1- Nous vivons une véritable révolution culturelle. Le concept de la réforme est entré dans notre vocabulaire quotidien. C’est un mot que l’on chuchotait hier, parfois presque un gros mot. Cette réforme qui était rare parce que toujours périlleuse est aujourd’hui considérée comme nécessaire. Bien des pays peuvent nous envier cette situation. Barack Obama aura mis un an et toute son énergie pour faire une seule réforme (qui, soit dit en passant, n’arrive pas au niveau de la sécurité sociale française, ce qui en dit long sur notre modèle social).

2- on voit bien ainsi que le contrat fondateur de l’élection présidentielle de 2007 n’est pas rompu. La France a décidé alors qu’il fallait changer, bouger, réformer.

Sur l’essentiel, malgré la crise, les impatiences, les mécontentements, cette constance d’un peuple est gage d’avenir.

Ne pas se tromper d’élection

Chacun a en tête le flot de critiques de l’opposition qui vient d’accompagner le moindre geste ou déclaration du Président de la République ayant un lien supposé avec la campagne des élections régionales.

Nous sommes ainsi dans une campagne où l’opposition appelle constamment au vote sanction contre Nicolas Sarkozy mais en tentant simultanément de lui interdire en quelque sorte toute réponse, même indirecte, puisqu’il est effectivement resté à l’écart de la campagne partisane.

Le plus choquant dans cette affaire n’est-il pas justement qu’au lieu de faire la pédagogie de l’importance des régions et de valoriser leurs missions, l’opposition a voulu en faire une mobilisation contre le pouvoir central ?

Résultat : Le grand gagnant du premier tour est incontestablement l’abstention.
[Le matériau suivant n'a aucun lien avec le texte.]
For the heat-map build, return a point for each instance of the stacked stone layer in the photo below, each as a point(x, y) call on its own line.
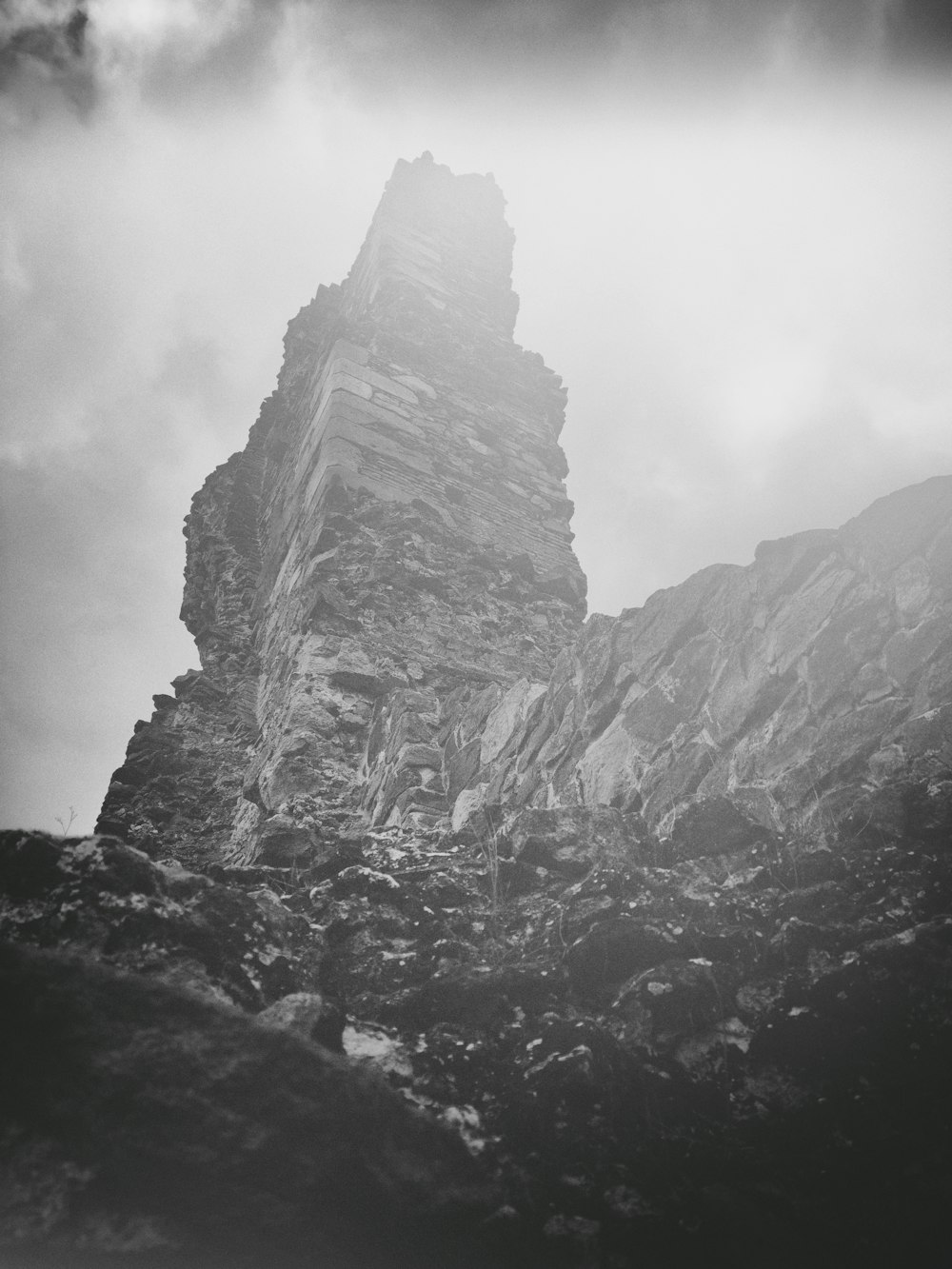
point(394, 538)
Certes elle interpelle tous les acteurs car ses ressorts sont variés mais elle concerne au premier chef, il faut tout de même le souligner, les présidents de région.

Se tromper d’élection est en effet le plus sûr moyen de détourner les électeurs des enjeux réels, d’affaiblir les régions et d’alimenter l’abstention.

N’oublions pas néanmoins qu’il s’agit d’une élection à 2 tours, que certaines situations régionales sont plus complexes qu’il n’y paraît et surtout … que ce sont les électeurs qui décident.